Sometimes if you have a lot of dots on a map you might not necessarily be getting the most bang for your data buck.  The goal of any visualization is effective communication and contribution to understanding.  Visualizations of frequency or density can benefit from Frequency heat maps.

 

Here are some airports around metro Chicago.  If the visualization required an airport heatmap, then we’d choose the Frequency method to create it because airports are discrete phenomena (as opposed to continuous phenomena -more on that here).

In this illustration I have reference icons at the locations of the airports.  A frequency heatmap will give me a sense of the density of airports in a place -a general fuzzy notion of relative airport-iness.

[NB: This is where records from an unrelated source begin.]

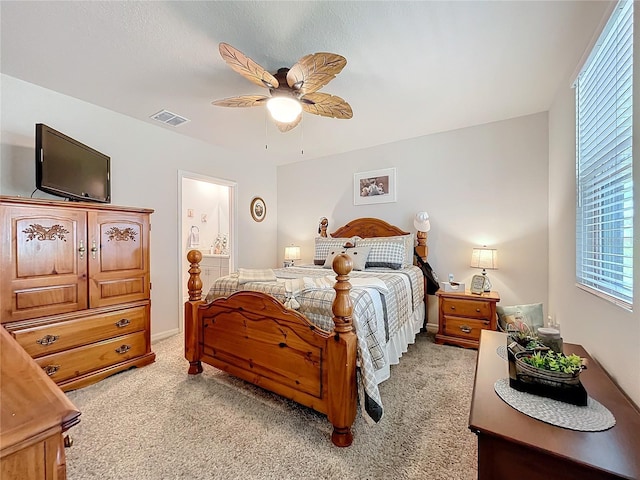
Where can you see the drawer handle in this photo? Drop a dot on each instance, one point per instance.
(48, 340)
(123, 322)
(123, 349)
(51, 369)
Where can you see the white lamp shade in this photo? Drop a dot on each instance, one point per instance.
(284, 109)
(421, 222)
(484, 258)
(292, 253)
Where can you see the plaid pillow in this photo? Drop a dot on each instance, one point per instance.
(324, 244)
(408, 242)
(246, 275)
(390, 254)
(358, 256)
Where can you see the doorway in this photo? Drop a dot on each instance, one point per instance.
(207, 222)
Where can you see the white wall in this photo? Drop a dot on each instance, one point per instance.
(145, 160)
(485, 185)
(609, 333)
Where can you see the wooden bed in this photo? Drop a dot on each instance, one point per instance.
(252, 336)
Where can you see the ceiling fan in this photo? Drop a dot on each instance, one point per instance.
(291, 90)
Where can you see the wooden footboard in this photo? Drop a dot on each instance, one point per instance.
(253, 336)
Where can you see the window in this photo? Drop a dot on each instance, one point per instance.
(604, 115)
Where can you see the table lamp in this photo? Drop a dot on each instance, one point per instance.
(291, 253)
(483, 257)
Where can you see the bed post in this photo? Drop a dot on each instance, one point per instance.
(191, 340)
(342, 386)
(322, 227)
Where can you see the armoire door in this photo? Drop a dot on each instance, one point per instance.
(43, 257)
(118, 253)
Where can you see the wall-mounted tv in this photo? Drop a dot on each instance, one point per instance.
(67, 168)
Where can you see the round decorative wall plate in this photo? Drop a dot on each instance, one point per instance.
(258, 209)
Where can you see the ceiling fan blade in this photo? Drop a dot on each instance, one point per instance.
(247, 67)
(314, 71)
(242, 101)
(285, 127)
(326, 105)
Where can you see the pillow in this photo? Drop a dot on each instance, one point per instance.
(358, 255)
(324, 244)
(408, 242)
(246, 275)
(532, 315)
(390, 254)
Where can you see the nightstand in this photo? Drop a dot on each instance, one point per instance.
(462, 316)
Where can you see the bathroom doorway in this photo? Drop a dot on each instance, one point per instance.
(207, 222)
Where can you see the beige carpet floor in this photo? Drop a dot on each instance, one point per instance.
(158, 422)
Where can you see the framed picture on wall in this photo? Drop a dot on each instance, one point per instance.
(258, 209)
(374, 186)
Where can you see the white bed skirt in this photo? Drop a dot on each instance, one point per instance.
(399, 343)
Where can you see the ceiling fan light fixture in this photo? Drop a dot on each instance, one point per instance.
(284, 109)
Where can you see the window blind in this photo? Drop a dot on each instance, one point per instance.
(604, 116)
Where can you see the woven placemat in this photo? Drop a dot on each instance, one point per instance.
(594, 417)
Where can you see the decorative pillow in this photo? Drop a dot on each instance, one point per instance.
(532, 315)
(408, 242)
(358, 255)
(246, 275)
(389, 254)
(324, 244)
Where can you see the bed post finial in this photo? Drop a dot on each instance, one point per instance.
(343, 305)
(195, 283)
(322, 227)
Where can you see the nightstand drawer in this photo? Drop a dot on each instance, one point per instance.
(82, 360)
(60, 336)
(466, 308)
(465, 327)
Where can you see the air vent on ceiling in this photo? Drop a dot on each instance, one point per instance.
(169, 118)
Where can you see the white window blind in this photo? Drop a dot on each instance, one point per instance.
(604, 214)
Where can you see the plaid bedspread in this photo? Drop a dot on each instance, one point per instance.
(404, 293)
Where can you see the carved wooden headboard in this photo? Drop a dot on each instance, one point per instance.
(368, 227)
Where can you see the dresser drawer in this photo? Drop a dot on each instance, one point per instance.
(82, 360)
(47, 339)
(465, 308)
(465, 327)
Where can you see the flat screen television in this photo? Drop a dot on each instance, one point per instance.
(67, 168)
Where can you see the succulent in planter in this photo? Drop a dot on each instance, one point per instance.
(555, 362)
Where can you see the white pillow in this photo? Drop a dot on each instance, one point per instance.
(324, 244)
(358, 256)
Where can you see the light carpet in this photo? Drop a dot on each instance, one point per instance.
(158, 422)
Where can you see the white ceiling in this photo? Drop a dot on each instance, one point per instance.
(413, 68)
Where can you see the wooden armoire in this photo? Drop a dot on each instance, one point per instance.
(75, 286)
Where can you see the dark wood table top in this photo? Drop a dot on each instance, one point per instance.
(616, 450)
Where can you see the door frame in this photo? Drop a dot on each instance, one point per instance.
(233, 221)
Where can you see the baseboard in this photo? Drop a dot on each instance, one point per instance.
(163, 335)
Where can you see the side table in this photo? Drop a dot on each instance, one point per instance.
(462, 316)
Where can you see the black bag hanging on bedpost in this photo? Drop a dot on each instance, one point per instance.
(432, 280)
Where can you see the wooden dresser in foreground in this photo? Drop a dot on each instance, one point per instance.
(463, 315)
(512, 445)
(75, 286)
(34, 415)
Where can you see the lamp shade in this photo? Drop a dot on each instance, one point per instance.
(484, 258)
(292, 253)
(421, 222)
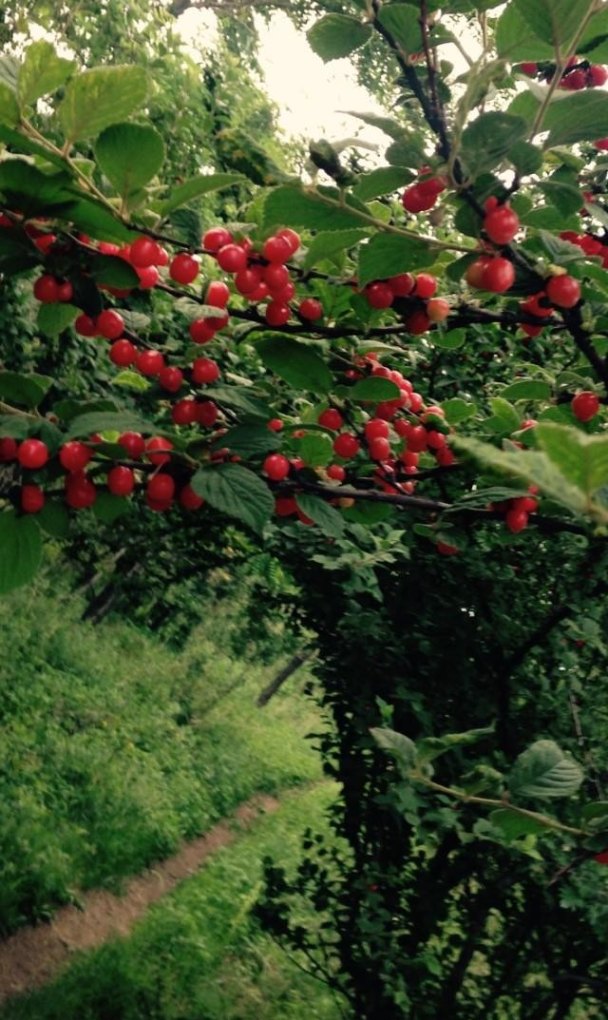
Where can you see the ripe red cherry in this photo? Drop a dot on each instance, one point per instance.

This brings up an important…point:  Points are philosophical illusions.  In the digital environment they are just really useful hacks upon which we can hang thematic icons, use as interaction hooks, and serve as a locational reference of things that are really too small to see at a given zoom level.

 

So sometimes it’s helpful to visualize features as light sources who’s luminosity fades with radial distance, like a light bulb.

The pixels at the center of the light bulb are brightest and they diminish until at the edge they have no brightness.

 

Now, with a constellation of light bulbs, the influence of the items or events merge together with neighbors to give a sense of combined luminosity -how bright with airports places are.

This set of radials are merged together into a single cloud of brightness.  Each pixel is given a sum value from all the contributing light bulbs.

 

This combined luminosity score can then be mapped to whatever thematic color/opacity range you like.  Here, we map the brightness to a red-yellow-green ramp with decreasing opacity.

 

The result is a frequency heat map that illustrates how hot with airports places are.

But these airports all count the same, and in reality some things are more important than others.  Could they be weighted by some value to affect the visualization and get a closer modeling of truth?  Yes!

Tying radial distance and/or intensity to a measured value makes frequency heatmaps much more valuable.  Most any type of heat mapped item/event data benefits from weighting, for example:

Airport – Average Traffic
Crime – Severity
Foreclosure – Home Value
H1N1 – Actually, that’s probably better off as boolean
Wellhead – Capacity
Broadcast Tower – Estimated Range
Retail Location – Revenue

Heat maps are lots of fun and can be valuable visual aids.  Be aware, though, that the frequency heat map is not a scientific treatment of data and the falloff rate of the radials are a general notion.  They are, however, among the best and most effective illustrations of density and with the appropriate data their visual impact can be powerful and revealing.